Eppure, c’è chi lo fa per il calcio, chi per la formula uno. Il tuo preferito non vince (quasi) mai, ma poche cose sanno eguagliare il fremito della gara. E la sensazione straniante di guardare una platea di divi seduta lì, dove di solito stiamo noi: tra il pubblico. Quelli che hanno il cuore soffice, si inteneriscono per gli illustri sconosciuti (tipo, che so, i vincitori del Miglior Corto Documentario) che sembrano capitare per caso sotto i riflettori dell’Academy, davanti a milioni di telespettatori mondiali. Qualcun altro aspetta dichiaratamente le lacrime, il discorso sorprendente, la battuta cattiva, la caduta dalle scale (spoiler: quest’anno abbiamo fatto l’en plein) e affronta impavido tre ore e mezza di semitorpore sperando in una ricompensa. Altri ancora, si siedono sulle poltrone del Kodak Theater (o davanti alla Tv, a un sito di streaming) per assistere a rassicuranti meta-narrazioni hollywoodiane, costruite sulle regole ferree ed efficaci del cinema mainstream.

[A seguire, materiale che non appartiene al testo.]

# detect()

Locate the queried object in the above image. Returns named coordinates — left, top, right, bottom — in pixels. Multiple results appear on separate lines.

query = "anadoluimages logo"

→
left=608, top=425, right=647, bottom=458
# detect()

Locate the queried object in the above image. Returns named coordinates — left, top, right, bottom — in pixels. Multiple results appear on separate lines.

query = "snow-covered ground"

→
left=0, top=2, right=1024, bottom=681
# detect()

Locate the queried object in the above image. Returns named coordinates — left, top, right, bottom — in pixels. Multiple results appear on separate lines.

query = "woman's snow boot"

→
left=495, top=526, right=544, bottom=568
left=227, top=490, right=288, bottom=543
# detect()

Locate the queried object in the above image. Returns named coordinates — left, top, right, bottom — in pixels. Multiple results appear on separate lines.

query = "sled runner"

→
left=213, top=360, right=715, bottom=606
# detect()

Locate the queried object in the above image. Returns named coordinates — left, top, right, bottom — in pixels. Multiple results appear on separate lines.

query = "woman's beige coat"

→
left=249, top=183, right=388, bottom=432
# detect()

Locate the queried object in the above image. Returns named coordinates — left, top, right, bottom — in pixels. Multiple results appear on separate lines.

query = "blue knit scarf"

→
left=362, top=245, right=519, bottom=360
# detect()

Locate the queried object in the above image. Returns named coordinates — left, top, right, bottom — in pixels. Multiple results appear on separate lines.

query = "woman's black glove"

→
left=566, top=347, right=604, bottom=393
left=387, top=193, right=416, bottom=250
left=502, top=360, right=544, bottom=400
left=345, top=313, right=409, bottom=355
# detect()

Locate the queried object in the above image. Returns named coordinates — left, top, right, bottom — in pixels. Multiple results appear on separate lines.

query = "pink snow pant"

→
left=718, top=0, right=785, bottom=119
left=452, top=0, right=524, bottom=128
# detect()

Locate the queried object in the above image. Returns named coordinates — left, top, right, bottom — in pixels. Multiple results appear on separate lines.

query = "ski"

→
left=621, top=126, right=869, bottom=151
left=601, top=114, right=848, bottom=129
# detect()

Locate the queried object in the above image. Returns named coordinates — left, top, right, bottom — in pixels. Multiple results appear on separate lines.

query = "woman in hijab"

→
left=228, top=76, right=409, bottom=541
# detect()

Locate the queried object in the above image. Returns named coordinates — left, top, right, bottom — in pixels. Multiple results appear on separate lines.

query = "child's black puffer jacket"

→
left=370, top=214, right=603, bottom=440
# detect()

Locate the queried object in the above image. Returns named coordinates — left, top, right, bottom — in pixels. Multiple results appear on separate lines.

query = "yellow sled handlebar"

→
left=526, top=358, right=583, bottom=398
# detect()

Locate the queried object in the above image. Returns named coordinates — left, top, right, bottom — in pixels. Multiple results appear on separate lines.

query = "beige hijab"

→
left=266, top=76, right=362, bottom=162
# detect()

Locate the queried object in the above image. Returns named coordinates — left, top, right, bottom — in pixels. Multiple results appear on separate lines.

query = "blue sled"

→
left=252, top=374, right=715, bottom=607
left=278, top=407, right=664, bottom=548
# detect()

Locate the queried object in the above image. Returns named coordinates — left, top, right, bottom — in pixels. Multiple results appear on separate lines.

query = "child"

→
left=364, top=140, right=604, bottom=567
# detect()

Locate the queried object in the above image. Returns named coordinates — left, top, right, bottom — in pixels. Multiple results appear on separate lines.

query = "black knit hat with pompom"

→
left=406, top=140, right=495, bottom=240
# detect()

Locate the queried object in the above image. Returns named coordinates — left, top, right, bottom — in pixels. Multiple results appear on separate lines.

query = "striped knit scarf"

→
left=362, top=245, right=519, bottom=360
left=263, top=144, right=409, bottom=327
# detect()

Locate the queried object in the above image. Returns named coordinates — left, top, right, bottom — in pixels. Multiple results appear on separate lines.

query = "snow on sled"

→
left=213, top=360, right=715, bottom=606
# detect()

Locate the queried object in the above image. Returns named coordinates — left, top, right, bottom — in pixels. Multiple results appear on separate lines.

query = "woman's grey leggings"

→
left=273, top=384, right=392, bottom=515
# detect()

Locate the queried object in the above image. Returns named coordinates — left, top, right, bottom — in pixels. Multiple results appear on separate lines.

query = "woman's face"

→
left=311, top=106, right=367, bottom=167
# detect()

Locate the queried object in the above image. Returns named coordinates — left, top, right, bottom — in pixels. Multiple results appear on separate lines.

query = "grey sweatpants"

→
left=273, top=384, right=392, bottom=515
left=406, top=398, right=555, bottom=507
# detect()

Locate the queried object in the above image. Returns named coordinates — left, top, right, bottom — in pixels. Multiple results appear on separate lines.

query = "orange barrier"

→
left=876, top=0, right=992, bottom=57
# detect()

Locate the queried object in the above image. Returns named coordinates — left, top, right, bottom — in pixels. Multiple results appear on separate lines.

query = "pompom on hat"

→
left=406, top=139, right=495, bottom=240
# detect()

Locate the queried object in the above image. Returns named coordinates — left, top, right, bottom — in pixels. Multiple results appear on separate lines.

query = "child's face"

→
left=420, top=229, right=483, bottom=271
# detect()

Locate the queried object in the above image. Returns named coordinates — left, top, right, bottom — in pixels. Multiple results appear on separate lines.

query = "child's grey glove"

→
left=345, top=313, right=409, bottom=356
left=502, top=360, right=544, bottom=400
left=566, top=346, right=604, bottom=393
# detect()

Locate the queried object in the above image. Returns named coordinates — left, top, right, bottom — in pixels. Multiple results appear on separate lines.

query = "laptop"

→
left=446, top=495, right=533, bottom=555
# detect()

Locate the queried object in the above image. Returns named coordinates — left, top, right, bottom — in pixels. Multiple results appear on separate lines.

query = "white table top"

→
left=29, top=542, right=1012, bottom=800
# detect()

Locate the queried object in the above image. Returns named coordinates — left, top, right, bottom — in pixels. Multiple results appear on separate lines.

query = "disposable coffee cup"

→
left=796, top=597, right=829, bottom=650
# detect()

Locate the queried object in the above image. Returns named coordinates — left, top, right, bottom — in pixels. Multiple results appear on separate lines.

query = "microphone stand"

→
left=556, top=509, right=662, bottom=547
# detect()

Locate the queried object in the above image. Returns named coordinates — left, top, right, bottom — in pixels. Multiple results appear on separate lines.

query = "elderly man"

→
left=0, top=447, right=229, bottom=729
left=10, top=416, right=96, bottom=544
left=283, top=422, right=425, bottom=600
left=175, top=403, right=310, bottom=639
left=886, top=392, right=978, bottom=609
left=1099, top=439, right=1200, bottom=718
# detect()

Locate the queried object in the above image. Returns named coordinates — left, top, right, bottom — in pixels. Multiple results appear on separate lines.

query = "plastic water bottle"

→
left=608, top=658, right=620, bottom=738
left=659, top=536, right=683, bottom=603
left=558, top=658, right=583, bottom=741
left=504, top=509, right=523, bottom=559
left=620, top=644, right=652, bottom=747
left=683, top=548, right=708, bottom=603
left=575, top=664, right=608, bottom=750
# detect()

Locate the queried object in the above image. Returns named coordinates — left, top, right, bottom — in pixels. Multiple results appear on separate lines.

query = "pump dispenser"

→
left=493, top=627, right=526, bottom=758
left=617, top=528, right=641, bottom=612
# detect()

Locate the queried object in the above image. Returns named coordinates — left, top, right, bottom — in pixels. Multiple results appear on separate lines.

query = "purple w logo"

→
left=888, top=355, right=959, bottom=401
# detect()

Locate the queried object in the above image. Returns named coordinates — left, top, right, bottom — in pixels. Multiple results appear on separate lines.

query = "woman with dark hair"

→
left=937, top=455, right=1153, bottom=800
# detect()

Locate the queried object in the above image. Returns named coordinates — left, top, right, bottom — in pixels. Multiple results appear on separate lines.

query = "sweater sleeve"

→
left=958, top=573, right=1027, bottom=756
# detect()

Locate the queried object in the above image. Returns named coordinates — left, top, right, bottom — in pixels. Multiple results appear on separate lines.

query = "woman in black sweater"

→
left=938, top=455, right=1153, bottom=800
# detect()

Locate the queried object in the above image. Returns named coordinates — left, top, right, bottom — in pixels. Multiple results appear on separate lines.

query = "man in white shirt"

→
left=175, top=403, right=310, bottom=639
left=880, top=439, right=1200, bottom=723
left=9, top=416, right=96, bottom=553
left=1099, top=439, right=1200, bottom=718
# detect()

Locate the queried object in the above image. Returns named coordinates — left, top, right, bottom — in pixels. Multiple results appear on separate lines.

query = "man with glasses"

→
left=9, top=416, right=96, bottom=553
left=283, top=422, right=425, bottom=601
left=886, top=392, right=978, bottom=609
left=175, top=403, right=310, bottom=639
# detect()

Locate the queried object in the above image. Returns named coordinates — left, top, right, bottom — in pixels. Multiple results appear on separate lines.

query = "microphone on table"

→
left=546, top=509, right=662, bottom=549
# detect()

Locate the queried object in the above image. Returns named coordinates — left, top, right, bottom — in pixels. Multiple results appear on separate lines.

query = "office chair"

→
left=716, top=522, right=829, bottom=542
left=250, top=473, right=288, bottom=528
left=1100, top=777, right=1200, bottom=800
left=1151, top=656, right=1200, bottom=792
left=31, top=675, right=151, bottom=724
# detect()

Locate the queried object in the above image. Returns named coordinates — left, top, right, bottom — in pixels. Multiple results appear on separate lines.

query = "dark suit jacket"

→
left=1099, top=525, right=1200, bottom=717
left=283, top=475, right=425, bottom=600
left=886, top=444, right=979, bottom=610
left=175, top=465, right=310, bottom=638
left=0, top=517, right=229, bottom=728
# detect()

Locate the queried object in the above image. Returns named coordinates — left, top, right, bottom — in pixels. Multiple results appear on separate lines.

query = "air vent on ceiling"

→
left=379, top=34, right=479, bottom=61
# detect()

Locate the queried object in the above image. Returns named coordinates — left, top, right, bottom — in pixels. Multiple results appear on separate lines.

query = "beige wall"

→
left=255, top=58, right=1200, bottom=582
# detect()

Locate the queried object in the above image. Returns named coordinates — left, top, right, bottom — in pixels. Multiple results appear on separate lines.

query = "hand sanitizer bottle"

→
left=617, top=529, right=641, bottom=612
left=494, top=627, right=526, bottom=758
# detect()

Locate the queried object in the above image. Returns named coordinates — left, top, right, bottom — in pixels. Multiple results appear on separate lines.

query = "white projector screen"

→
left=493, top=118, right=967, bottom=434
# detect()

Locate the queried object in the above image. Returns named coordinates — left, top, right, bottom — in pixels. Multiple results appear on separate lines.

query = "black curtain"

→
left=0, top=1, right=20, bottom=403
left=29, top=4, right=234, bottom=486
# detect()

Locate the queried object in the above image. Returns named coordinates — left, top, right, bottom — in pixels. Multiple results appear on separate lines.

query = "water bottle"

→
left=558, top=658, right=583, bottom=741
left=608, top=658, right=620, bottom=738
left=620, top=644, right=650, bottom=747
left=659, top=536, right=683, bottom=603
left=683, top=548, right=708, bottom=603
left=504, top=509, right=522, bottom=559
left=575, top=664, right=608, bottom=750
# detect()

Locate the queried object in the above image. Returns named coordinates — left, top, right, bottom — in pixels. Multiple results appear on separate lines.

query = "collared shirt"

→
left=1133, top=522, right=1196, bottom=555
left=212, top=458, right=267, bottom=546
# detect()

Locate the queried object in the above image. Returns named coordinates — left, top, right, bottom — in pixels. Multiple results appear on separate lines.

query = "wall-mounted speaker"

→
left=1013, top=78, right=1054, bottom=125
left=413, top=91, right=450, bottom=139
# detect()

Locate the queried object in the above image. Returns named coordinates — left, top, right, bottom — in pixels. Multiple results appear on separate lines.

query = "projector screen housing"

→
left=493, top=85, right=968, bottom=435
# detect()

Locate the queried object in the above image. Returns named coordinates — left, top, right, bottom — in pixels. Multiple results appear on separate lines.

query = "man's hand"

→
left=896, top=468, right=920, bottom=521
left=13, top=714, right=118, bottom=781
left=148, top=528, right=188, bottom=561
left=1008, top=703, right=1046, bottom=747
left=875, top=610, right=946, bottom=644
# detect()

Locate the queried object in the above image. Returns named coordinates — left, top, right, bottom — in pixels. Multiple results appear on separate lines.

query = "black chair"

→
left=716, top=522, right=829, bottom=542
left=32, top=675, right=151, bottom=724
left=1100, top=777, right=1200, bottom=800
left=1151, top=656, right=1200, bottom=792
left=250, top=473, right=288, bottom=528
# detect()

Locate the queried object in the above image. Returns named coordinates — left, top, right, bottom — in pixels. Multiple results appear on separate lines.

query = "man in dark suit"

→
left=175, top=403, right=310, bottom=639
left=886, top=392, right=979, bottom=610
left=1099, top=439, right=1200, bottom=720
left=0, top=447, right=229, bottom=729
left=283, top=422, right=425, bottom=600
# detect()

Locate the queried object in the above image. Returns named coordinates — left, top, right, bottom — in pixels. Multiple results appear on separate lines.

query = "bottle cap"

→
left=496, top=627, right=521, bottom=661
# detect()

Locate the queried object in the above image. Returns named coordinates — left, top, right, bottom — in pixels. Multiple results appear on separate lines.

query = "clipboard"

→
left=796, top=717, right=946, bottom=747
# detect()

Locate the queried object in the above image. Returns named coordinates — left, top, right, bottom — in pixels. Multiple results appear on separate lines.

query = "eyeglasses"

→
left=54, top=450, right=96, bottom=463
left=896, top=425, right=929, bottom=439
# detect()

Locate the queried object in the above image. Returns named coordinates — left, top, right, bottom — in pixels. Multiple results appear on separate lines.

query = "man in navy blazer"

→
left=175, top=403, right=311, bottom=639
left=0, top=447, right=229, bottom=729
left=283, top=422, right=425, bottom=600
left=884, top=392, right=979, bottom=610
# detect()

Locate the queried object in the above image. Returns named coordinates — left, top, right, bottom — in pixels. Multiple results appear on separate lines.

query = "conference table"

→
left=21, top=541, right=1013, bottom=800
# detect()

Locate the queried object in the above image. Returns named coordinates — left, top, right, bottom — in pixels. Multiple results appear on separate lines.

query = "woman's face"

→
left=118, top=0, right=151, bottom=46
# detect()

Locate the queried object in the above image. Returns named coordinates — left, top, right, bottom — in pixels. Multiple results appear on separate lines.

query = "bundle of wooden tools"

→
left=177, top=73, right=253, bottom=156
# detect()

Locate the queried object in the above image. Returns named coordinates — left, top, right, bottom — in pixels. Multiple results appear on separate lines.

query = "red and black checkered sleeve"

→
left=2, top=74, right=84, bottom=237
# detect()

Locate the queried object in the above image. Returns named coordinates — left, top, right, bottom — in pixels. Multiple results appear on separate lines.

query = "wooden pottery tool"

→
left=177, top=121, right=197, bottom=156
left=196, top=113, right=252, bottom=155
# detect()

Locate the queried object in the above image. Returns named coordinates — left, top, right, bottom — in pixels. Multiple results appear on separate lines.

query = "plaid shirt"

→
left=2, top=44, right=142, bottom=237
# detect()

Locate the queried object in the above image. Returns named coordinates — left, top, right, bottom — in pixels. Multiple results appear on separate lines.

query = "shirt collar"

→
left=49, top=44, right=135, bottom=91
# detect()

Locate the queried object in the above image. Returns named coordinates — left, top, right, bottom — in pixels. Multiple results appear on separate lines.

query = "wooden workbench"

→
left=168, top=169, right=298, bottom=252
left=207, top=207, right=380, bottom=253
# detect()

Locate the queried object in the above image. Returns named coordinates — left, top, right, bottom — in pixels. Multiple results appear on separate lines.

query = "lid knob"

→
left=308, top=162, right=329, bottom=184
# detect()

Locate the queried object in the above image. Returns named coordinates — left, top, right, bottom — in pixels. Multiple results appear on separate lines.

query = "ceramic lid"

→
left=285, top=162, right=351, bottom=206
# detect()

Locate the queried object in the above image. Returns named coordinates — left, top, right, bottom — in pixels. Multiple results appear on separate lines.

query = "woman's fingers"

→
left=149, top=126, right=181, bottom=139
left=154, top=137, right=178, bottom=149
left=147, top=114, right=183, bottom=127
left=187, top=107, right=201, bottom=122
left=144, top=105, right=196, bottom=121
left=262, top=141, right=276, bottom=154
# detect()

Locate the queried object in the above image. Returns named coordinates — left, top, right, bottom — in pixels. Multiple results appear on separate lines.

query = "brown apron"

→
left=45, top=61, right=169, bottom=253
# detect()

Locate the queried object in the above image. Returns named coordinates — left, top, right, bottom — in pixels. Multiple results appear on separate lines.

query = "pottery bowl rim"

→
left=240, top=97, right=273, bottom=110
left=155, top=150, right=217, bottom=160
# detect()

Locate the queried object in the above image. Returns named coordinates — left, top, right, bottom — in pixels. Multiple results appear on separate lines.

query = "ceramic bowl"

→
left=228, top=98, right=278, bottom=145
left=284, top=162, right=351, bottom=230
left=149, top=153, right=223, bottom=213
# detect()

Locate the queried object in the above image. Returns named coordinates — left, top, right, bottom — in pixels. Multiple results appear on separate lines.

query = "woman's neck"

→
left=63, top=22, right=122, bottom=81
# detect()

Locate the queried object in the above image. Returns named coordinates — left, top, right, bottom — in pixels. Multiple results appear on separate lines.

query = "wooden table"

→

La notte degli Oscar è come il prom finale di tanti teen drama, dove siamo felici di veder incoronata reginetta la ragazzaccia della scuola (vedi alla voce Jennifer Lawrence). E il trionfo di Ben Affleck, forse, più che l’autocelebrazione del sistema Hollywood, rivela la passione condivisa per le vicende che concedono una seconda chance. L’adrenalina da competizione resta un brivido impigliato tra l’apertura della busta e la pronuncia di un nome: quest’anno, i video e i poster promozionali rilasciati in occasione dell’85esimo compleanno degli Academy Award hanno sottolineato impietosi l’irrilevanza dei premi, illuminando per contrasto il fuoricampo degli esclusi illustri. E in una cerimonia che, più di altre volte, ha spalmato equamente i suoi ometti dorati su candidati diversi, il nostro preferito (oltre a un sornione Daniel Day Lewis, che cazzeggia con Meryl Streep fintamente emozionato) è ancora Quentin Tarantino che, stringendo la sua seconda statuetta per la Sceneggiatura Originale (come regista ancora niente), fa un elogio agli scrittori di storie e saluta Leonardo DiCaprio. Assente (in)giustificato, protagonista di un racconto transmediale che lo vuole eterno sconfitto, nonostante l’evidenza di grande interprete. Anche noi, impegnati freneticamente a twittare, commentare, ribloggare, ci improvvisiamo attori di performance più o meno riuscite: fuori dal Kodak Theater, ma protagonisti della stessa macro-narrazione globale, affamati, mai sazi, d’immaginario.